Reverb10 – Moment and Wonder
So, December 3rd and 4th tie in perfectly together, and since I’m already behind, I might as well lump ’em in and act like it was planned, right? Right.
So here are the prompts: December 3 – Moment. Pick one moment during which you felt most alive this year. Describe it in vivid detail (texture, smells, voices, noises, colors), and December 4 – Wonder. How did you cultivate a sense of wonder in your life this year?
So, moments. I refuse to pick one, so here’s a few.

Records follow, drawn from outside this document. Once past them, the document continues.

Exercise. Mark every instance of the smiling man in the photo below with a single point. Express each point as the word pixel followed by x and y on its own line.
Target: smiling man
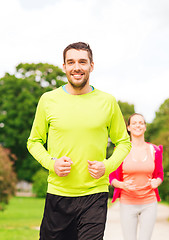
pixel 78 119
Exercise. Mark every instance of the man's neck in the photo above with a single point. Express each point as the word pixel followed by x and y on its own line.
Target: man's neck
pixel 77 91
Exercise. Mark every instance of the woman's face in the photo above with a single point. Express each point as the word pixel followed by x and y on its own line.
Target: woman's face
pixel 137 126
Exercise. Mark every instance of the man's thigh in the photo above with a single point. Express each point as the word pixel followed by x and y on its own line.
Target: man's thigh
pixel 58 220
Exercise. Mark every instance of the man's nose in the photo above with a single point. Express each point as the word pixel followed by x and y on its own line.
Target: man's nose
pixel 76 66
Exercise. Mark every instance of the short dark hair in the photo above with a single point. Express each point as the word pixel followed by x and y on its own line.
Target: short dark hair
pixel 79 46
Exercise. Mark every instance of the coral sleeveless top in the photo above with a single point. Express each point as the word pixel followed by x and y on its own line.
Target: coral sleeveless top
pixel 139 172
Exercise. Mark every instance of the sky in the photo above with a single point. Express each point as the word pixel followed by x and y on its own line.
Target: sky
pixel 129 40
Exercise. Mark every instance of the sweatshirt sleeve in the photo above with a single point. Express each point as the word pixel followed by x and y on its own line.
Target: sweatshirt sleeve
pixel 119 137
pixel 38 136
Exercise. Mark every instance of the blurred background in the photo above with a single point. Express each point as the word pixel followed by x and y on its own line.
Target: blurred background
pixel 129 39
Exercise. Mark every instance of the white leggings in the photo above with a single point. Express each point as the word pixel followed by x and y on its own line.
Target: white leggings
pixel 131 215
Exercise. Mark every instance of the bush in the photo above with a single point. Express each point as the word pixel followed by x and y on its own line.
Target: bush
pixel 40 183
pixel 7 177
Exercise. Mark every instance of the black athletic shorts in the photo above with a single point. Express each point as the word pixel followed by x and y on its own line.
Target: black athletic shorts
pixel 74 218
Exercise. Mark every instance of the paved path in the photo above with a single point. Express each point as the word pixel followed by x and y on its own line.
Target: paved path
pixel 113 228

April: When I saw my name in print. Remember all that stuff I said about growth? Well, my longsuffering husband heard a lot of tears and bellyaching before I actually got to the place of getting published, and he still hears it when I doubt myself or when it seems like a fluke. But every time I get a positive blog comment or another writing gig, I go back to that overly-excited-squealing/I-can’t-believe-this-is-happening euphoria of that first time. I hope I never lose that.

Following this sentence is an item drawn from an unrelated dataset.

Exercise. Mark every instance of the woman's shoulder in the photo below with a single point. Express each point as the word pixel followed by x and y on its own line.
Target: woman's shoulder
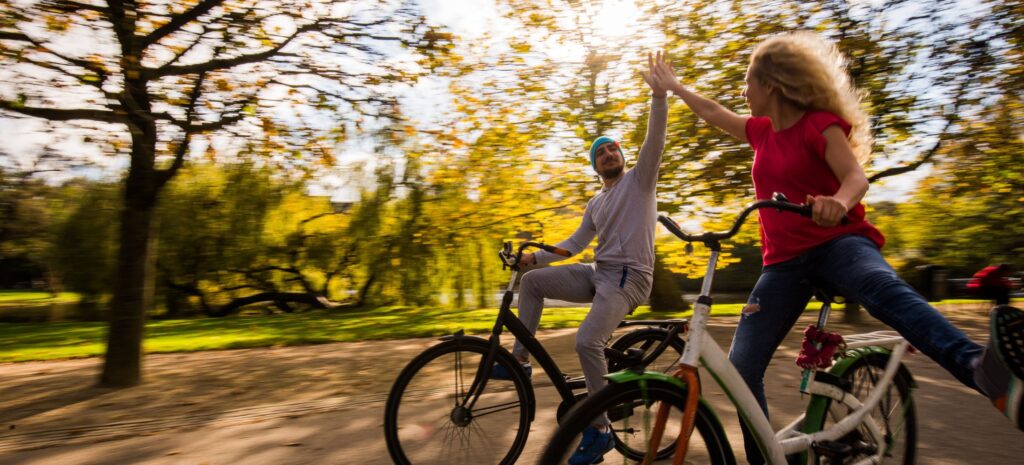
pixel 818 120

Yesterday, holding Tiny Tim to my chest as I sat behind him on our sturdy old faithful Quarter Horse. As I squeeze my horse between my thighs I’m thankful for every harried ride that Wrangler Ami and I endured, every long trek I made with Melody, testing myself over back roads and open fields. Because now, in a twist to my story that only God could have written, I’m carrying more precious cargo than I ever have before, and all of those years of training are needed in this moment. Tiny Tim is three years old, and he suffers from cerebral palsy and extreme cuteness. He snuggled his back up against me, eyes wide, taking in the world, the blue sky, his sturdy steed, and waving his arms in jubilation at all that he saw. The cold air stung our faces and the weak sun of December struggled to make our horse’s dark coat warm for us. Tiny Tim grabbed my fingers for support as we went around every turn, and even though we began the ride in trepidation, we ended it relaxed and happy, smiling for Tiny Tim’s young, overwhelmed mom, making her smile brighter than the long-gone summer sun.

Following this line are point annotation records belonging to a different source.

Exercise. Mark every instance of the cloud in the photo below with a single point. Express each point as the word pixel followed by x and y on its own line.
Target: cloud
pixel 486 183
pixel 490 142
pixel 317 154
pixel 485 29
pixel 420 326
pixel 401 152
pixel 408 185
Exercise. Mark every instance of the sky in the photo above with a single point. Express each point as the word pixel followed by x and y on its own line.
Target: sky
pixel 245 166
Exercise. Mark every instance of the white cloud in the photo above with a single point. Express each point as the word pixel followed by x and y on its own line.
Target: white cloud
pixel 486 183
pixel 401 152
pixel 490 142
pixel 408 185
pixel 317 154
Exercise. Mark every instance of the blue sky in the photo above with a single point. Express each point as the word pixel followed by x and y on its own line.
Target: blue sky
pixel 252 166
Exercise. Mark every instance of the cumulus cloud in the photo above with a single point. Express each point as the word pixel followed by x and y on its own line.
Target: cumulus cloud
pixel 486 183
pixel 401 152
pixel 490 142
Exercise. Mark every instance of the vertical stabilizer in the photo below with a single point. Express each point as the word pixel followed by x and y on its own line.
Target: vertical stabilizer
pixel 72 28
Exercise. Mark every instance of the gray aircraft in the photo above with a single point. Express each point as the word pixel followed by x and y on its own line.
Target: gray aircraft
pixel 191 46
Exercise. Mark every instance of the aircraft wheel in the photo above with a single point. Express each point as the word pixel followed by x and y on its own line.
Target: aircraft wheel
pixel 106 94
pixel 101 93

January: Adam and I trudged up through deep snow in Yosemite, snowshoes strapped to our feet, ice crystals hanging off of the trees, the woods quiet and solemn in bleak midwinter. It’s our one-year anniversary, and we went back to where it all started, where I first started to wonder if he might be “it”, two years earlier. It’s crisp and beautiful and we still think that we’re hilarious. Life is good.
So many times over the last year when I have felt loved and known and in community, such as: when I feel at ease with Adam’s family, because they are mine now and I love them dearly, when I know exactly what Denver is going to make fun of me for, when I get to spend time with my family, when we are a part of weddings and baby showers and celebrations, when we are appreciated and useful at our church, when friends leave me voicemails, when we can travel both with friends and with each other and enjoy every minute, when my students tell me they want “mith Dani for Christhmath”, when I can cook something delicious for people I love, when laughter comes easily.
So, coupled with these moments is wonder. Wonder that I’ve been so blessed, that I am so loved, that life is so good, that so often I forget to be grateful, and that all of these beautiful things and people in our life are gifts from God.